Configure Virtual Private Cloud (VPC) peering and network policies to restrict access to Snowflake resources based on IP addresses and network segments.
Enable secure data exchange with external systems and services using encrypted connections and private endpoints.
Auditing and Compliance:

Enable comprehensive auditing features to track user activities, system changes, and data access within the Snowflake environment.
Facilitate compliance with industry regulations and data protection standards, such as GDPR, HIPAA, and SOC 2, by leveraging Snowflake's audit logging capabilities and built-in compliance controls.
Secure Data Sharing:

Utilize Snowflake's secure data sharing capabilities to share data with external partners and stakeholders while maintaining control over access permissions and data usage.
Implement data masking and anonymization techniques to protect sensitive information before sharing datasets with third parties.
SAP Snowflake online course in Hyderabad

vedagayathrihyd profile image
Veda Gayathri-India's Largest Pooja Booking Portal

Auditing and Monitoring:
Snowflake provides robust auditing capabilities, allowing organizations to track user activities, data modifications, and system events in real-time. By maintaining comprehensive audit trails, organizations can identify security incidents promptly and adhere to compliance requirements.

Data Masking and Redaction:
To prevent sensitive data exposure, Snowflake offers data masking and redaction features, enabling organizations to conceal confidential information dynamically. By applying masking policies based on predefined rules, Snowflake ensures data privacy and confidentiality.

Best Practices for Snowflake Security:

Implement Strong Authentication Mechanisms:
Enforce multi-factor authentication (MFA) and single sign-on (SSO) to authenticate user identities securely. Utilize strong passwords and regularly rotate access credentials to mitigate the risk of unauthorized access.

Encrypt Data Across the Entire Lifecycle:
Leverage Snowflake's built-in encryption capabilities to encrypt data both at rest and in transit. Implement key management best practices to safeguard encryption keys and ensure data confidentiality.

Enforce Least Privilege Access:
Adopt role-based access control (RBAC) to enforce least privilege access principles. Define granular access policies based on user roles, limiting access to data and functionalities essential for their responsibilities.

Monitor and Audit User Activities:
Enable comprehensive auditing and monitoring to track user activities, data modifications, and system events effectively. Leverage Snowflake's auditing features to generate audit logs and alerts for suspicious behavior or security incidents.

Regularly Review and Update Security Policies:
Stay vigilant against evolving threats by regularly reviewing and updating your security policies and configurations. Conduct periodic security assessments and audits to identify vulnerabilities and implement remediation measures promptly.

Educate Users on Security Best Practices:
Promote a culture of security awareness among users by providing training on security best practices, data handling guidelines, and regulatory compliance requirements.

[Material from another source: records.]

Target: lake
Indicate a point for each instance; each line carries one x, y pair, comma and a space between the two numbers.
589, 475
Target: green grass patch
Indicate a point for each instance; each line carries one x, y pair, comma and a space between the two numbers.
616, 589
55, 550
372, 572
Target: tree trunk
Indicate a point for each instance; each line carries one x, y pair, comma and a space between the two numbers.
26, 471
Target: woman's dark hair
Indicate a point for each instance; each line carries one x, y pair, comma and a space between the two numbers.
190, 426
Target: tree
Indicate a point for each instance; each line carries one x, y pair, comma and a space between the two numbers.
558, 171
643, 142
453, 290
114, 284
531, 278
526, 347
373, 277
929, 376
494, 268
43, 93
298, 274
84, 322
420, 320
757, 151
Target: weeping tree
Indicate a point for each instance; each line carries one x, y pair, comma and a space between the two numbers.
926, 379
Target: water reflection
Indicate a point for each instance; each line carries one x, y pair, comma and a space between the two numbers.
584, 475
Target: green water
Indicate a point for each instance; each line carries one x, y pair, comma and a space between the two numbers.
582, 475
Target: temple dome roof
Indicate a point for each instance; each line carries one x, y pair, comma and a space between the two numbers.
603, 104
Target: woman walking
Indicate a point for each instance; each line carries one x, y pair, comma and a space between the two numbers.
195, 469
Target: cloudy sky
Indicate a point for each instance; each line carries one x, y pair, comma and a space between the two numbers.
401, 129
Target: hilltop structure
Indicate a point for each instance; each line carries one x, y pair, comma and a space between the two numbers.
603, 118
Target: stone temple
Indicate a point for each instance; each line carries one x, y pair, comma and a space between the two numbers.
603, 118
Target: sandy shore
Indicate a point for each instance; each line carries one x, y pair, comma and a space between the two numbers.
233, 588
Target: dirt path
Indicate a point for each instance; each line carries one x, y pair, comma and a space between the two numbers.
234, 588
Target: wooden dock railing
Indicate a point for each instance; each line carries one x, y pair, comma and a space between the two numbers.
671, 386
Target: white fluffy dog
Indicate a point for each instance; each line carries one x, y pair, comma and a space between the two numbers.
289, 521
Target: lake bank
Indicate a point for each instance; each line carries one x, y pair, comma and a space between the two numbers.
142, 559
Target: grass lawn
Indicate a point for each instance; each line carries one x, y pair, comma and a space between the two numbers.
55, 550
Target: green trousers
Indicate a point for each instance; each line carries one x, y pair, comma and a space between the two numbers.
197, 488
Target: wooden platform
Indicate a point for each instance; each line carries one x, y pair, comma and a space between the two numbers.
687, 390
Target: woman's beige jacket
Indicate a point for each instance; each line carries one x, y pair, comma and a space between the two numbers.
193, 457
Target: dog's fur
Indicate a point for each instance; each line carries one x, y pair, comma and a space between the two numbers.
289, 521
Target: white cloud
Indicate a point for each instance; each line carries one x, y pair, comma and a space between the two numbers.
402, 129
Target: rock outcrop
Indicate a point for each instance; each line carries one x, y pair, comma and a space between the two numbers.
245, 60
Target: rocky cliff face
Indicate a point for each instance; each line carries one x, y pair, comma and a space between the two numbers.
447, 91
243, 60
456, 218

Encourage users to report any security incidents or suspicious activities promptly.

Securing sensitive data in the cloud is a continuous process that requires a proactive approach and adherence to best practices. By leveraging Snowflake's robust security features and implementing the strategies outlined in this guide, organizations can fortify their data defenses and safeguard against potential threats effectively. By prioritizing security, organizations can maintain trust with customers, comply with regulatory standards, and mitigate the risks associated with data breaches. Master Snowflake security today and protect your most valuable data assets with confidence.
Snowflake institutes in Hyderabad

trainingsexpert profile image

thanks for your post . good info devops article nice to read .

Some comments may only be visible to logged-in visitors. Sign in to view all comments.